The articulate and confident 12 year-old Tom started sailing with Sydney’s Middle Harbour Yacht Club’s Tackers program when he was about seven.

”I sailed once a week on the weekends. It was a fun activity. I then got into more of a competitive scene. I did more frequent training and then suddenly I was at the top of the national fleet,” Tom said.

He has stayed with sailing, even though he also plays rugby and has started rowing, because he finds it “really fun”. “It’s just fun being out on the water, being with all your sailing friends I’ve made through sailing.”

In school Tom says his sailing has helped him with his science and geography studies. “That’s because I know about the wind and the waves, and why and how breezes come about.

“It’s been really good for my concentration and being determined to get the most out of the sport. It’s really on-the- spot thinking; it’s thinking about what’s going to be affected later by what you are thinking at the moment.”

Oscar, 10, who prefers to chill out with his rigging lawn mates than talk about himself, let’s his mother do his talking.  Oscar also started sailing through the Tackers program when he was seven.  “He has a love, hate relationship with sailing. Sometimes he says he hates it, but he actually doesn’t because he has a 20,000 watt smile when he is out on the water.

“He has seen his brother do all this travel to interesting and amazing places around the world; Singapore, New Zealand, every state of Australia and to Qatar for the Asians. Oscar’s a little bit interested in that side of sailing and Tom’s encouraging him,” his mother Sally Warneford said.

She admits after they finish racing the Optimist, Tom and Oscar’s future will remain firmly tied to sailing.

Their paternal grandfather, Adrian Garrett, sailed all through his childhood and as an adult with the British Royal Navy. Sally’s father raced Bluebirds on Sydney Harbour.
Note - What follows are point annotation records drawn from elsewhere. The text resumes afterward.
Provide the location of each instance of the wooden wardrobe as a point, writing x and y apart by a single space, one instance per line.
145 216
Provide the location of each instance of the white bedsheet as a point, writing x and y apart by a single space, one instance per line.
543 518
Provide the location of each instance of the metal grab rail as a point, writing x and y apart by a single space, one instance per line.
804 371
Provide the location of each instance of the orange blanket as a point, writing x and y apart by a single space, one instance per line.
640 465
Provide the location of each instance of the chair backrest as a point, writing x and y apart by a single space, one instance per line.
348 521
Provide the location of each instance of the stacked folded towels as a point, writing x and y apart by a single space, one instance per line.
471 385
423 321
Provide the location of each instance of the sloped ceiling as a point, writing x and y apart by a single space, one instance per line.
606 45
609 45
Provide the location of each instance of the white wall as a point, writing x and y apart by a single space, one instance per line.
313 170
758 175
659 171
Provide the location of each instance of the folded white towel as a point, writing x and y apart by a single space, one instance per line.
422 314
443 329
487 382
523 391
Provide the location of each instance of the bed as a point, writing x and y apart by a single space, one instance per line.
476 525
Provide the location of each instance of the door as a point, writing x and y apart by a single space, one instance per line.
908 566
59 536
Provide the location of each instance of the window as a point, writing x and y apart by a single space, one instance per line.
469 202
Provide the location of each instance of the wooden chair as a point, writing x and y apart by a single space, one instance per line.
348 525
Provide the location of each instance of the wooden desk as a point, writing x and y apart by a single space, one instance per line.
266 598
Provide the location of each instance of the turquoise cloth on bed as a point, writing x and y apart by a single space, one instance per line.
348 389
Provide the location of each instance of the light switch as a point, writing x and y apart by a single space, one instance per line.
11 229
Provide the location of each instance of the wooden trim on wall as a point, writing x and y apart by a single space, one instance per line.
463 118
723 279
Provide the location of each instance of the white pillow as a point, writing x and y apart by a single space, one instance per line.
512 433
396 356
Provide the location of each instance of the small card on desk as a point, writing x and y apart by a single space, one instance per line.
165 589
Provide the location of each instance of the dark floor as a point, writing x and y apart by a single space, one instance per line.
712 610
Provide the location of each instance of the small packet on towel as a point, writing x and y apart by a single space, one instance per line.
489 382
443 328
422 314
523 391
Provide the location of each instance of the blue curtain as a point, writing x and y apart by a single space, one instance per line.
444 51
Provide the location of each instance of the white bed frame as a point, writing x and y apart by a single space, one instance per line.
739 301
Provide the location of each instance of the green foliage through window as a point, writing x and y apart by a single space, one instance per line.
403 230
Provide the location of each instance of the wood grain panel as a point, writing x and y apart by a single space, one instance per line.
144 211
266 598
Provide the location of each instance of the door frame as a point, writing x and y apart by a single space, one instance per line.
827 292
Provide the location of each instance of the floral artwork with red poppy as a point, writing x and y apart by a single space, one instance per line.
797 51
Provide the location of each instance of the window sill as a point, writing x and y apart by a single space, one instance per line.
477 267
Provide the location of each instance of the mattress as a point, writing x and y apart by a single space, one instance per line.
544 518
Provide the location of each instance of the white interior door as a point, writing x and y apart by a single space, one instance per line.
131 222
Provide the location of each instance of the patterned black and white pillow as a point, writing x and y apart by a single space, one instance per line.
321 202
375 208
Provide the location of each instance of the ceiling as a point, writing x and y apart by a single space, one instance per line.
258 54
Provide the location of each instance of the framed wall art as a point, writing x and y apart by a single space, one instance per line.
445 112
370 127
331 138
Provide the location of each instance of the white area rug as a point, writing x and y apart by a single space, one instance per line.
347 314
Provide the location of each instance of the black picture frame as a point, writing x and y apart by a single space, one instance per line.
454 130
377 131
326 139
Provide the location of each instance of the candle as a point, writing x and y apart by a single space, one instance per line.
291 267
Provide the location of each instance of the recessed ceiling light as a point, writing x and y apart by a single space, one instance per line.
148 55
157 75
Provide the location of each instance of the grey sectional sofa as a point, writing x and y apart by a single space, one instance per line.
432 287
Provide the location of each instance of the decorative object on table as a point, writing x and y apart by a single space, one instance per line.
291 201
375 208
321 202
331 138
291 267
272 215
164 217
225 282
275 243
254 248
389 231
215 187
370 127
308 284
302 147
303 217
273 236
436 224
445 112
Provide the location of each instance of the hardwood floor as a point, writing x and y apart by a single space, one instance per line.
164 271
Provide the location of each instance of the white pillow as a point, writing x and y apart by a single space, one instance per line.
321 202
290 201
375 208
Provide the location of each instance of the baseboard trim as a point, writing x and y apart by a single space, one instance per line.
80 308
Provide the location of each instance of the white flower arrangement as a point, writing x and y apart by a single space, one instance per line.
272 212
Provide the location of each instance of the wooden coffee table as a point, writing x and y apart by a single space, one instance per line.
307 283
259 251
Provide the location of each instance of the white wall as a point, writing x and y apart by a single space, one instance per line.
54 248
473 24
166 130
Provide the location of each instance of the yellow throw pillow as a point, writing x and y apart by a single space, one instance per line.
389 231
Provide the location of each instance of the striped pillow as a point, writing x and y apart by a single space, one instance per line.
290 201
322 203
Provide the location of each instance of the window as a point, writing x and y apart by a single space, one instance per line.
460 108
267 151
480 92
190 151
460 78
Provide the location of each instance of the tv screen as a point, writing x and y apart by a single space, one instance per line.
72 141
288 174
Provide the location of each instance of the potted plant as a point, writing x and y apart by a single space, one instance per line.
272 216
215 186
Sally, who decided to take up windsurfing in her teens, moved into dinghies and small keelboats as she got older. The keen helmswoman now has a Sydney 38 which she races on Sydney Harbour. 

Their father, Simon Green, a renowned ocean racer, started on his sailing path at five and progressed through to keelboat racing, completing 14 Sydney Hobart races before his death.

“This is the essence of why they sail. Their father was absolutely passionate about sailing so I wanted them to learn to sail as a connection with their late father, and to understand where they came from. I made the decision that they would learn to sail and be connected with their family heritage.”

Tom’s family keel boat background is already influencing his dreams for the future. He wants to race on maxi yachts like Wild Oats and Comanche. “Those sailors are amazing the way they survive so many days out on a boat,” Tom said. But while he is waiting to do that he hopes he can get in some racing on a foiling Moth.

“I think sailing is a good skill to have in your quiver of skills. I want them to be best they can be and I want them to develop the passion and love for sailing that I have, that I came to myself and that Simon had through his family. They can then take it wherever they want,” Sally added.

There may even be salt water flowing through the veins of this family that lives, plays and connects through their sailing.